Bioinformatics & Homology Modeling
The purpose of today's exercise is to build the structure of a protein, beginning with only the DNA sequence of the gene encoding the protein. WHOA, you say-didn't Dr. Koudelka say that we could not predict structure from sequence? Indeed you cannot, however you can build a reasonable model of a protein IF there is a structural homologue in the protein database.
The example we will be using in this exercise is dicC. DicC is a division
control protein of E. coli. We already know from a number
of studies that this protein is a DNA binding protein that recognizes specific
DNA sequences using a helix-turn-helix supersecondary structure element.
For the purposes of today's exercise, we will pretend that we did not know
what gene we had in our hot little hands.
PART I- PRELIMINARY ANALYSIS OF DNA & PROTEIN SEQUENCES
PART II BUILDING A MODEL PROTEIN
Before we begin, you will first need to copy several files that you will need to have for today's exercises.
Bring one of the blue terminal windows forward
Copy the files you will be working with
At the unix '>' prompt type
mkdir homology (this command creates the directory homology)
then type
cp /nsm/home/koudelka/homology/*<space>homology (note there
is a space AFTER cp)
then type
cd homology
If you now type ls, followed by the enter key there should be 8 files displayed.
dicCprot.seq dic_C.seq homology99_1.psv homology99_2.psv homology99_3.psv homology99_4.psv unknown.txt, p22.pdb.
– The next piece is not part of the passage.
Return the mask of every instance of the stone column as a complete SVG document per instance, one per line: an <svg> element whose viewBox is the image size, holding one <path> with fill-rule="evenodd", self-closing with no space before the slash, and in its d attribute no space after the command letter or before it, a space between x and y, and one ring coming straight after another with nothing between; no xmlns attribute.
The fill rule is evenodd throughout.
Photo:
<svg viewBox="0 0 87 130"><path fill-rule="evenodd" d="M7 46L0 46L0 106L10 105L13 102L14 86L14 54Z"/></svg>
PART I-PRELIMINARY ANALYSIS OF DNA & PROTEIN SEQUENCES
A. TECHNIQUES USED TO IDENTIFY GENES-DATABASE SEARCHING
Through various genetic manipulations, you have identified and cloned your candidate gene. The output from your Sequencing Facility was poor and you only have 50 bases of readable DNA sequence. That sequence is stored in a file called unknown.txt. Your first task is to search the sequence database at National Center for Biotechnology Information (NCBI).
1) Start your web browser by typing 'eng netscape'
blastp compares an amino acid query sequence against a protein sequence database
blastx compares a nucleotide query sequence translated in all reading frames against a protein sequence database
tblastn compares a protein query sequence against a nucleotide sequence database dynamically translated in all reading frames
tblastx compares the six-frame translations of a nucleotide query sequence against the six-frame translations of a nucleotide sequence database. Please note that tblastx program cannot be used with the nr database on the BLAST Web page.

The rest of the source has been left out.